Megadeth's 'Peace Sells ... But Who's Buying': The Story Behind the Cover Art | Revolver

Megadeth's 'Peace Sells ... But Who's Buying': The Story Behind the Cover Art

Comic-book villainy, Gotham, a legendary folk singer and Mustaine's legendary cockiness
Megadeth1986Getty.jpg, Chris Walter/WireImage
photograph by Chris Walter/WireImage

When it hit record stores in 1986, Megadeth's breakthrough album, Peace Sells… But Who's Buying?, furrowed brows with its incendiary cover art: the United Nations set ablaze while some smug skeleton smirked behind a "For Sale" sign. "Peace was good, but no one would ever go for it," Mustaine now explains. "Peace-selling was this novel idea from Joan Baez or one of those old hippie chicks who used to play guitar at the turn of the 19th century. The bottom line is people are too afraid to lay down their arms."


With such cynicism already prevalent in his songs, Mustaine sketched out ways to fortify his fatalism in album artwork and merchandise using the aforementioned boney being, named Vic Rattlehead. The skeletal mascot was inspired by the lifelong comic-book fan's fondness for characters of questionable virtue: "Spider-Man was a sissy," says Mustaine. "But I dug the Punisher, and Spider-Man's archrival, Venom, was really cool."

While he cites Peace Sells' release as Vic's official b-day, Megadeth actually tried to showcase the mascot on their debut, Killing Is My Business… And Business Is Good! But a mix-up at Combat Records meant the wrong artwork was used—and since corrected with a 2002 rerelease—which was probably for the best. Vic's first incarnation was less revolutionary, more Revenge of the Nerds, looking like a tragic class photo from a skteleton high school, in which adolescent Vic grimaced with giant braces and lame metallic shades.

To get it right for Peace Sells, Megadeth commissioned artist Edward Repka (who later designed for the Misfits, Death, and NOFX) to give Vic polish. "For the first time, Vic became a real character with a personality," says Repka. "I tried to infuse some of the cockiness of Dave Mustaine into Vic's body language."

For the backdrop, Mustaine fostered his peculiar infatuation with NYC and the United Nations. "New York City is a pretty cosmo place. It's the modern Rome, with the Towers and stuff like that," he says. "Then there's the U.N., which has its own sovereignty. The area's not even considered the United States, but it's in the middle of the fucking place. That's crazy."

According to Repka, Mustaine suggested metal doves "crapping" bombs on the U.N. Sure, dove dung makes for funny pictures, but can it relay the greed underlying the pursuit of peace (as stated in the record title)? Thus, the two flushed that idea and opted for a real-estate agent Vic selling a rundown U.N. building with an Escape From New York, post–nuclear holocaust vibe. (Some pressings, like the vinyl one featured above, include the words "Vic Realtors" on the "For Sale" sign.)

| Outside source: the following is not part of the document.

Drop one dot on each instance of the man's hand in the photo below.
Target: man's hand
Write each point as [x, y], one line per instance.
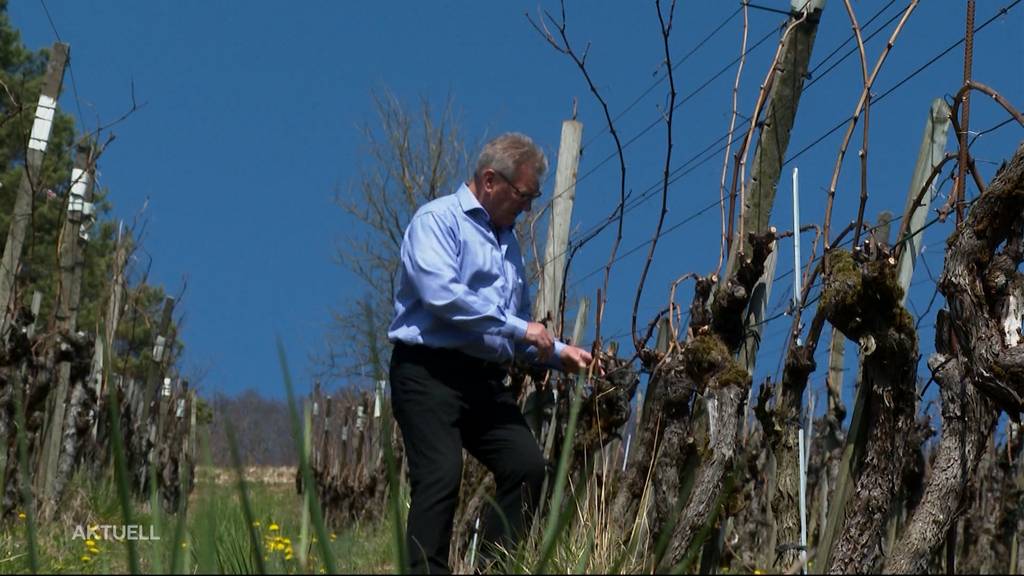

Buildings burning in New York, the U.N. in disarray, the world armed and ominously alert, a shady link between moneymaking, warmongering, and peacekeeping—it all sounds familiar. No surprise, then, that Mustaine promises the U.N. will return for the cover of Megadeth's next album, United Abomination (due in October). "We knew [the album cover] would shake some people up," says Mustaine. "It's especially ironic now, given what's going on in Korea, Iran, Afghanistan, and Iraq. We've gone full circle."

Alas, the world still needs a hero. Sorry, Spidey.